Berikut ringkasan ceritanya, termasuk beberapa poin dan pelajaran utamanya (dari sudut pandang saya):

Bab 1 – Dilema Kesatria

Meskipun dia menganggap dirinya sebagai pria yang baik, baik hati, dan penyayang (misalnya, dia melawan musuh yang jahat, kejam, dan penuh kebencian; dia membunuh naga; dan menyelamatkan gadis-gadis cantik dalam kesusahan), dia ingin menjadi seorang ksatria nomor dalam. kerajaan dan dengan demikian ia tidak pernah puas. Sayangnya, dia mengabaikan istri dan putranya karena dia sedang pergi berperang atau disibukkan dengan urusan kesatria ketika dia di rumah.

Dia menjadi sangat menyukai senjatanya sehingga dia selalu memakainya di kastil mereka (bahkan saat makan malam dan di tempat tidur) dan itu mulai menjadi satu-satunya identitasnya.

Ksatria menghadapi dilema ketika istrinya mengancam akan membawa putra mereka dan pergi jika dia tidak mau melepas baju besinya (agar dia bisa melihat siapa dia sebenarnya). Dia tidak ingin kehilangan keluarganya, dia pergi untuk melepas helmnya tetapi dia tidak bergerak. Ketika pandai besi setempat juga tidak bisa menghapusnya, ksatria itu tahu dia harus mencari bantuan dari negeri lain, dalam bentuk Merlin si penyihir.

Bab 2 – Ke Hutan Merlin

Ksatria itu mencari di hutan selama berbulan-bulan mencari Merlin, tetapi tidak berhasil. Dia kehilangan harapan dan kepercayaan diri ketika akhirnya menemukan Merlin duduk di hutan, dikelilingi oleh binatang hutan. Ketika ksatria berkata bahwa dia sedang mencari Merlin dan hilang selama berbulan-bulan, Merlin mengoreksinya dengan mengatakan “sepanjang hidupmu” (bahwa dia tersesat). Ksatria itu menjawab bahwa dia tidak datang sejauh ini untuk dihina, tetapi Merlin berkomentar bahwa “Mungkin Anda selalu menganggap kebenaran sebagai penghinaan.”

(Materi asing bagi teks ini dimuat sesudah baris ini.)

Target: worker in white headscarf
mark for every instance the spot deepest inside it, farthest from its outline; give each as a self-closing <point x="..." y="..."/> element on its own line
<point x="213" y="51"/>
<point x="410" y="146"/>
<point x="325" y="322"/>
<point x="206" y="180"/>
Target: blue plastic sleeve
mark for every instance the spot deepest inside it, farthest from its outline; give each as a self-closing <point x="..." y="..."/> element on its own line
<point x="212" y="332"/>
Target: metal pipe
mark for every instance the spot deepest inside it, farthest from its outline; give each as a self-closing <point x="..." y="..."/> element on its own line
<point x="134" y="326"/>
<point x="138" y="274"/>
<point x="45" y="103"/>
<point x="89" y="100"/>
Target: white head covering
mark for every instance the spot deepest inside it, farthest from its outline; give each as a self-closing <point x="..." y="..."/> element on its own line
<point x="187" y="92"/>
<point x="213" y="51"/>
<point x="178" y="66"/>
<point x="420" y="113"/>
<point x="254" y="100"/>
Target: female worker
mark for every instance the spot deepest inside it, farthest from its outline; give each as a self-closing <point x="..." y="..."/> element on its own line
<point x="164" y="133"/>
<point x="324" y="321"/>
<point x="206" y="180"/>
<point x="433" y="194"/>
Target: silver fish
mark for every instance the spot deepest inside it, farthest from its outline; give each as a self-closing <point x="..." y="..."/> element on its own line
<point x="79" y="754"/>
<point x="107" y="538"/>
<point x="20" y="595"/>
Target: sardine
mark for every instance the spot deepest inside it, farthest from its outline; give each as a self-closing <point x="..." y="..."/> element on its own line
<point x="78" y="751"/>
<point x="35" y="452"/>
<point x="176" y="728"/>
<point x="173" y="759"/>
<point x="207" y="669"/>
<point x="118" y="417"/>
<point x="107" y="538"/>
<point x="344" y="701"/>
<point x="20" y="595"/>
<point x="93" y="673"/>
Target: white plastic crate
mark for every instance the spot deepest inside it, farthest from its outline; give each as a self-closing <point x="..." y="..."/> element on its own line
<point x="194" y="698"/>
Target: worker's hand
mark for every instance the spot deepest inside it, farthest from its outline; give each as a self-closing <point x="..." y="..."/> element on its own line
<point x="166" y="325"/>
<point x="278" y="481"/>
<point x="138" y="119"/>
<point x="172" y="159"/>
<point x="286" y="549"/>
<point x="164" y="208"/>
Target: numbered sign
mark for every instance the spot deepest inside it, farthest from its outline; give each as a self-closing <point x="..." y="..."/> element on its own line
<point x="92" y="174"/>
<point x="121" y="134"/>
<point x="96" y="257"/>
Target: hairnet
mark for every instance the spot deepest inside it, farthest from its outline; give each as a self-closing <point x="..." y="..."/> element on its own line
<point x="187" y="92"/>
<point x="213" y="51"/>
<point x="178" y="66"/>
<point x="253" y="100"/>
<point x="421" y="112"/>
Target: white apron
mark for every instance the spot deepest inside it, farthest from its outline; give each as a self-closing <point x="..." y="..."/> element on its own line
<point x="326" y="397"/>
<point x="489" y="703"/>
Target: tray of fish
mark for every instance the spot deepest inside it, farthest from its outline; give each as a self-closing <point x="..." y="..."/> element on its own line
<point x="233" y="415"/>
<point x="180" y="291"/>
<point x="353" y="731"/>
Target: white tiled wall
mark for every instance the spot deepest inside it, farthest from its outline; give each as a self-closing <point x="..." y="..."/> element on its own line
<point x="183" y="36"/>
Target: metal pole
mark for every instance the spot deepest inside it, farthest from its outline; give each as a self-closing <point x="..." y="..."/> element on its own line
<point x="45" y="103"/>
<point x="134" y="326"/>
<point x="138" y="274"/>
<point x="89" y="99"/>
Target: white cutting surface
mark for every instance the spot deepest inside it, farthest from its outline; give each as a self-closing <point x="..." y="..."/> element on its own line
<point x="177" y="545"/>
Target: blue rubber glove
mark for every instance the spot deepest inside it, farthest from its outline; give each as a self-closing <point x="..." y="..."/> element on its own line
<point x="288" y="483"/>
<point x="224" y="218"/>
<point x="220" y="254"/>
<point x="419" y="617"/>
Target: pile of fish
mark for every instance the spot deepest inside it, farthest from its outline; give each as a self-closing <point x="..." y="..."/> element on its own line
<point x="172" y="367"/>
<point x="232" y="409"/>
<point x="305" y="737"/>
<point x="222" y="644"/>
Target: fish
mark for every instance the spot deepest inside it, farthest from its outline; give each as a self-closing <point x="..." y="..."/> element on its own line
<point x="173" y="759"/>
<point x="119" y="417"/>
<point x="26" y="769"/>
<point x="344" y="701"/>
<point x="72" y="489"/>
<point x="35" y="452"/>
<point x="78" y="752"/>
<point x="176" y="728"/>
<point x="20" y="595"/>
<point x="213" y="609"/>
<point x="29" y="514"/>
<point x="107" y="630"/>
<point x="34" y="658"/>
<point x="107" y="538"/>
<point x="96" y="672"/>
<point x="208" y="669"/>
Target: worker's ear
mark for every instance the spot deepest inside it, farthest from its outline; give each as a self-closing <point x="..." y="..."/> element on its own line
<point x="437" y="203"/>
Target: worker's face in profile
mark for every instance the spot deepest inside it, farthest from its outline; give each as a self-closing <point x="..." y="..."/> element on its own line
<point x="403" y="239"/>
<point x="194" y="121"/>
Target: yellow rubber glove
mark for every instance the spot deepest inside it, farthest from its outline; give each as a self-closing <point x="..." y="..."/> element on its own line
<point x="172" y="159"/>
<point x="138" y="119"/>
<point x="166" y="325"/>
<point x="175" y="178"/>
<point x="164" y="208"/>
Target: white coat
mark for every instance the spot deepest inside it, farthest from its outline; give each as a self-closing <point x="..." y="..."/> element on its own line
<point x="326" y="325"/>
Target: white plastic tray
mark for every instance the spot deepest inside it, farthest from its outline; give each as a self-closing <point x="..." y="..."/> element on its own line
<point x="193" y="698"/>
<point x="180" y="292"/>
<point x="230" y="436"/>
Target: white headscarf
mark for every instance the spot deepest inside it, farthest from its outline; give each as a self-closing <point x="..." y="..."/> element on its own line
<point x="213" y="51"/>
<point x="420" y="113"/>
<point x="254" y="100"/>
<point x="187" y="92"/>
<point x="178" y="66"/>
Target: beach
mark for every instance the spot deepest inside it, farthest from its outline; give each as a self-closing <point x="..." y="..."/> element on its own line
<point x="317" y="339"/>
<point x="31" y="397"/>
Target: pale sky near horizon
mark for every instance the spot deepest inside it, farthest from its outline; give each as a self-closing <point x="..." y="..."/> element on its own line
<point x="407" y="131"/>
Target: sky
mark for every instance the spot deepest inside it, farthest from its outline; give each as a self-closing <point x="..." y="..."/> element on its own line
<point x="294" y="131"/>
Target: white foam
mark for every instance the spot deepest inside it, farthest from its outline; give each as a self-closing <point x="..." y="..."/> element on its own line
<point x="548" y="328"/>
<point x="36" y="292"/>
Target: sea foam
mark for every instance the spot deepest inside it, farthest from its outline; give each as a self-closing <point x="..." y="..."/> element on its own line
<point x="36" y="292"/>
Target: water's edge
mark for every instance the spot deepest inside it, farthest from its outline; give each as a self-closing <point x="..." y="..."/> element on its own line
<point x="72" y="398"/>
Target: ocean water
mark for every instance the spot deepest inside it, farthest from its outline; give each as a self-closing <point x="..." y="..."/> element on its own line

Ksatria itu marah sekarang dan ingin pergi, tetapi berat senjata itu membuatnya terlalu lemah untuk menaiki kudanya dan pergi. Merlin berkata bahwa ini beruntung karena “Seseorang tidak dapat berlari dan juga belajar. Seseorang harus tinggal di satu tempat untuk sementara waktu.” Merlin kemudian memberi tahu ksatria itu bahwa dia tidak dilahirkan dengan senjata itu dan alasan dia meletakkannya di tempat pertama adalah karena dia sangat ketakutan. Ksatria itu menjawab bahwa dia mengenakan baju besi untuk perlindungan dan “untuk membuktikan bahwa saya adalah seorang ksatria yang baik, baik hati, dan penyayang.” “Jika kamu benar-benar baik, baik hati, dan penyayang, mengapa kamu harus membuktikannya?” Merlin bertanya. Ksatria itu kemudian bertanya “Mengapa kamu selalu menjawab satu pertanyaan dengan pertanyaan lain?” yang dijawab Merlin, “Dan mengapa Anda selalu mencari jawaban atas pertanyaan Anda dari orang lain?”

Bab 3 – Jalan Kebenaran

Merlin mengirim ksatria dalam perjalanannya ke jalan baru, mengatakan bahwa “Orang-orang sering tidak mengetahui jalan yang mereka jalani” dan mengingatkannya akan tujuannya: untuk menyingkirkan senjatanya. Jalan baru ini, Jalan Kebenaran, tampak sempit dan terjal bagi sang Ksatria, dan meskipun dia tidak yakin itu layak untuk didaki, dia tahu dia harus mencobanya. Merlin setuju, dengan mengatakan, “Keputusanmu untuk mengambil jalan yang tidak diketahui sambil dibebani dengan senjata berat membutuhkan keberanian.” Ketika Merlin menyebutkan bahwa di puncak Jalan akan ada tiga kastil yang menghalangi jalannya, kesatria itu bersemangat, mengatakan dengan penuh kerinduan bahwa “Akan ada seorang putri di dalam setiap kastil, dan aku akan membunuh naga yang menjaganya dan menyelamatkan -” Tapi Merlin memotongnya, berkata, “Tidak ada putri di salah satu kastil ini. Kamu harus belajar menyelamatkan dirimu dulu.”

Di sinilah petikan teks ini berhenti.